La règle cède devant une longue liste d’autorités habilitées par la législation. Le législateur a tranché, dans chaque cas, entre la discrétion due au détenteur et l’intérêt public à connaître.
Tableau d'opposabilité du secret bancaire selon l'autorité requérante et fondement légal de chaque dérogation
| Autorité ou cadre | Secret opposable ? | Fondement |
|---|---|---|
| DGFiP (administration fiscale) | Non | Articles L. 83 et L. 96 G du LPF |
| Douanes | Non | Code des douanes |
| Banque de France (saisie-attribution, surendettement, succession, représentant légal) | Non | CMF L. 511-33 |
| ACPR | Non | CMF L. 612-17 |
| AMF | Non | CMF L. 621-9-3 |
| Autorité judiciaire (procédure pénale) | Non | Articles 60-1 et 77-1-1 du CPP |
| Commissions d'enquête parlementaires | Non | Ordonnance du 17 novembre 1958 |
| Juge civil ou commercial (hors texte spécifique) | Oui, sauf droit à la preuve | Cass. com. 15 mai 2019 |
Le secret bancaire français est largement théorique : la quasi-totalité des autorités administratives, fiscales, judiciaires et de régulation peut l'écarter de plein droit. La seule véritable résistance demeure devant le juge civil ou commercial — mais elle cède elle-même devant le droit à la preuve consacré par la jurisprudence dès lors que la communication est indispensable et proportionnée.

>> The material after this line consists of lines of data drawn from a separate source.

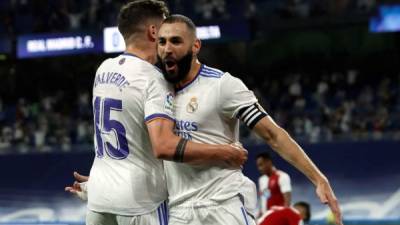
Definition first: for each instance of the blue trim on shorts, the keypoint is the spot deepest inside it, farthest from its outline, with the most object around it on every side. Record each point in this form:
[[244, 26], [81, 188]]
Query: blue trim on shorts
[[159, 215], [244, 215]]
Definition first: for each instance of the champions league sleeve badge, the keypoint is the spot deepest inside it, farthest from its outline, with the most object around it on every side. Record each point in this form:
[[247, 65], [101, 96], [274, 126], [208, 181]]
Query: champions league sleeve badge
[[192, 105], [169, 103]]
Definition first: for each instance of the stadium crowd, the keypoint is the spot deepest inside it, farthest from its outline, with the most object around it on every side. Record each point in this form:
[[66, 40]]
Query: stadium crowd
[[23, 16], [332, 107]]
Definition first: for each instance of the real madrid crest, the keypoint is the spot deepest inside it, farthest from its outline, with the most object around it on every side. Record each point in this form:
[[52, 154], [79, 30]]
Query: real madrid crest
[[192, 105]]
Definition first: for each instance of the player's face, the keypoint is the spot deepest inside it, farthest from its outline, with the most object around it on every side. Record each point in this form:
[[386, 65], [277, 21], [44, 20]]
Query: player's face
[[263, 165], [174, 51]]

Sources : Code monétaire et financier (CMF), Livre des procédures fiscales (LPF), Code de procédure pénale (CPP), jurisprudence Cour de cassation.
À ce socle s’ajoute une exception jurisprudentielle d’origine prétorienne : le droit à la preuve devant le juge civil, sous conditions strictes.
Le droit à la preuve, exception jurisprudentielle
La règle est longtemps restée opposable au juge civil et commercial. Deux décisions de la Chambre commerciale de la Cour de cassation ont fait évoluer la situation. L’arrêt du 15 mai 2019 (n°18-10.491) admet qu’une banque peut être contrainte de communiquer des renseignements protégés si la production est indispensable à l’exercice du droit à la preuve. L’arrêt du 27 mars 2024 a resserré l’ouverture : la levée doit rester exceptionnelle, et le demandeur doit démontrer qu’aucun autre moyen probatoire ne permet d’établir le fait litigieux.
Cette évolution s’inscrit dans une jurisprudence européenne (CEDH, CJUE) qui consacre le droit à la preuve comme principe à mettre en balance avec les autres secrets professionnels.
Conditions cumulatives : indispensabilité et proportionnalité
Pour que le juge civil ordonne la levée, deux conditions sont requises. L’indispensabilité suppose qu’aucun autre moyen probatoire ne soit accessible. La proportionnalité impose une mise en balance concrète entre l’intérêt du demandeur et l’atteinte au secret. La levée prétorienne reste rare et étroitement encadrée.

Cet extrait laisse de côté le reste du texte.